SIMSURGE: Balancing the odds by simulating rare cases for surgical data science

Subject Area General and Visceral Surgery
Methods in Artificial Intelligence and Machine Learning
Medical Informatics and Medical Bioinformatics
Term since 2025
Project identifier Deutsche Forschungsgemeinschaft (DFG) - Project number 560101272
 
Modern machine learning methods require vast amounts of data to train. In Surgical Data Science, this gives rise to several challenges, because there is not only much less data available overall, but encountered situations are also extremely heterogeneous - due to every patient, disease, surgical procedure and hospital bearing unique characteristics. Moreover, especially challenging cases and complications occur rarely. Ideally, the data used to train machine learning algorithms, robots and also young surgeons should reflect this diversity, cover edge-cases in sufficient quantity and represent all patients fairly, ultimately aiding in the creation of trustworthy assistance systems. Computer simulations can offer a way to increase the data amount and are becoming a valid data source for training both computer systems (reinforcement learning) and novice surgeons (minimally invasive training simulators). However, these simulations often cover only basic, clean and common situations rather than featuring diverse content, since designing edge-cases often requires too much engineering. Within the SIMSURGE project, we will explore semi-automatic methods to generate vast amounts of diverse, realistic surgical simulations of rare surgical situations (Fig.1). They will be based on physical simulation, which ensures that they remain controllable and ground-truth labels are available for every scene and image, and enriched via large vision language models which will add diversification, expand the number of cases that can be simulated and ensure that the generated datasets are balanced. We will evaluate the system by performing studies related to data-bias, by training reinforcement learning algorithms for automation tasks as well as user studies in which we validate the data with surgeons and medical students in various levels of expertise.
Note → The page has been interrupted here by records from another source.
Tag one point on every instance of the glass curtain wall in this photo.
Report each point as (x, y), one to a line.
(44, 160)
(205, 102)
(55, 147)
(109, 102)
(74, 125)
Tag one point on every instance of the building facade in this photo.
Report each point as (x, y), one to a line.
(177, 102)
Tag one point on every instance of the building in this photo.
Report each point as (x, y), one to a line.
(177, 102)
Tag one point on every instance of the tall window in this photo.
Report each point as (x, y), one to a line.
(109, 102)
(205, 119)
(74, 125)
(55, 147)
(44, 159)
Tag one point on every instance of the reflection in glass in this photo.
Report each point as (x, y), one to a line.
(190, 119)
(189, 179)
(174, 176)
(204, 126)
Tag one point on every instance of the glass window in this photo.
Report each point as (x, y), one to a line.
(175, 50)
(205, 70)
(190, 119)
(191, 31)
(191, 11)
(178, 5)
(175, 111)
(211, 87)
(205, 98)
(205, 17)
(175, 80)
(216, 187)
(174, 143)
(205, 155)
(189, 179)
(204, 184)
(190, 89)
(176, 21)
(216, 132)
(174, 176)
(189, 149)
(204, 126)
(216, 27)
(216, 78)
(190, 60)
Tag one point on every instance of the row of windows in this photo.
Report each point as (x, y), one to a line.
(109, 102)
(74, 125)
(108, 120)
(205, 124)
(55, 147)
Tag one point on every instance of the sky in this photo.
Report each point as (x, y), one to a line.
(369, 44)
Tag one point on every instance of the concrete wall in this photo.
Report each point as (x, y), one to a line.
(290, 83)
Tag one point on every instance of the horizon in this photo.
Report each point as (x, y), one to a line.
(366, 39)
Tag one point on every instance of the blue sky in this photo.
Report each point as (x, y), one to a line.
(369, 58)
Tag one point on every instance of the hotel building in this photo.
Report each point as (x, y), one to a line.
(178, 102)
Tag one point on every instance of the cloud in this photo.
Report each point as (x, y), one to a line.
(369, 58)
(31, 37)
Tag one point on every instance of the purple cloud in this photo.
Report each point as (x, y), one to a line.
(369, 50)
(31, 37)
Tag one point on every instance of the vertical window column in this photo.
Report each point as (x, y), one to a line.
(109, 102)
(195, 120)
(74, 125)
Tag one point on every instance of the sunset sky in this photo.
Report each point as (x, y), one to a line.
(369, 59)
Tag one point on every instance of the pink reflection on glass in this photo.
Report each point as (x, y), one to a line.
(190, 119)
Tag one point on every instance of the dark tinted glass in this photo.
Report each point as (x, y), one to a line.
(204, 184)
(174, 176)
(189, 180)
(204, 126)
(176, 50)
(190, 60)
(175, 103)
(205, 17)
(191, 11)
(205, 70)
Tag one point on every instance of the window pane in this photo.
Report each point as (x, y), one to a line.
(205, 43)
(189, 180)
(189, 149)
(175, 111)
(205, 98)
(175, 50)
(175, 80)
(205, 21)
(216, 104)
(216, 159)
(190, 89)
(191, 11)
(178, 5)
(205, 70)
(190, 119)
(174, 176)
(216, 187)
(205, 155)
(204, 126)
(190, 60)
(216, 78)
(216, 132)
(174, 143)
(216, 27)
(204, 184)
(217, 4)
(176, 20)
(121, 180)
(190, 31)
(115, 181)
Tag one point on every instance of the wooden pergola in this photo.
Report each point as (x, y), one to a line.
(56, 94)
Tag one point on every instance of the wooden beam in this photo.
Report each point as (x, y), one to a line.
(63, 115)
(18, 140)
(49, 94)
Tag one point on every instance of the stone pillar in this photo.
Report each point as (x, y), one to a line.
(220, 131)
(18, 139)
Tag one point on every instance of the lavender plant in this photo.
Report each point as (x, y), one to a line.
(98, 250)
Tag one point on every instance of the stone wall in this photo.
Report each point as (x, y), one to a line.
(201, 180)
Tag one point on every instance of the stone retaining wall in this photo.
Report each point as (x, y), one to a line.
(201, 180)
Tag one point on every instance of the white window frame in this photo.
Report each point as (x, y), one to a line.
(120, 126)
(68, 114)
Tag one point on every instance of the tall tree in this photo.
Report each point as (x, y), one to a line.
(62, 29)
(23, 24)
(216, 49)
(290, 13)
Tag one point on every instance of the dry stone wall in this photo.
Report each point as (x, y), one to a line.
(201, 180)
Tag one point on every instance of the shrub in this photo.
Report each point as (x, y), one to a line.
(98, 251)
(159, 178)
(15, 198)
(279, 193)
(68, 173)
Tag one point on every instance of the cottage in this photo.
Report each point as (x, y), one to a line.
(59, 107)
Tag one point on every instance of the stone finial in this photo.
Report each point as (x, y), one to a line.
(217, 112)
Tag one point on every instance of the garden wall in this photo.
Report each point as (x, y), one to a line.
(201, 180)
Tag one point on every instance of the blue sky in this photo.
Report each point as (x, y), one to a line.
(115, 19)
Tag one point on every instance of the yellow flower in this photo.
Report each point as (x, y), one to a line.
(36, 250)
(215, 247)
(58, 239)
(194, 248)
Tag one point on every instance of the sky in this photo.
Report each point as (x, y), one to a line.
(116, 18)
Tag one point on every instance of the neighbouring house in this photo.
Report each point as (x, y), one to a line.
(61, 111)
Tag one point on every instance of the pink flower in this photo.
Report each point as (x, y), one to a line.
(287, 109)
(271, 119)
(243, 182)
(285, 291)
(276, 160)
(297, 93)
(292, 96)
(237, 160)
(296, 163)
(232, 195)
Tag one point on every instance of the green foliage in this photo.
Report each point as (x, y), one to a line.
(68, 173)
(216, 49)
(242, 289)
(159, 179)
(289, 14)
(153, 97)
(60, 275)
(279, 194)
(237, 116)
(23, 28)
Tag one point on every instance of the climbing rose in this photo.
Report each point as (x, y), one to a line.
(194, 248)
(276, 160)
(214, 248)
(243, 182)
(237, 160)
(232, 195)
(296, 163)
The project tackles multiple unsolved research questions in surgical simulation, translation and data curation, making it a high-risk undertaking (see also “Feasibility” below). However, the benefits which the described low-cost high-fidelity synthetic data would bring to the areas of computer-assisted intervention, surgical robotics and surgical training would be enormous. To facilitate such usage and increase impact, all developed methods and the generated synthetic datasets will be made available to the public after a thorough validation process.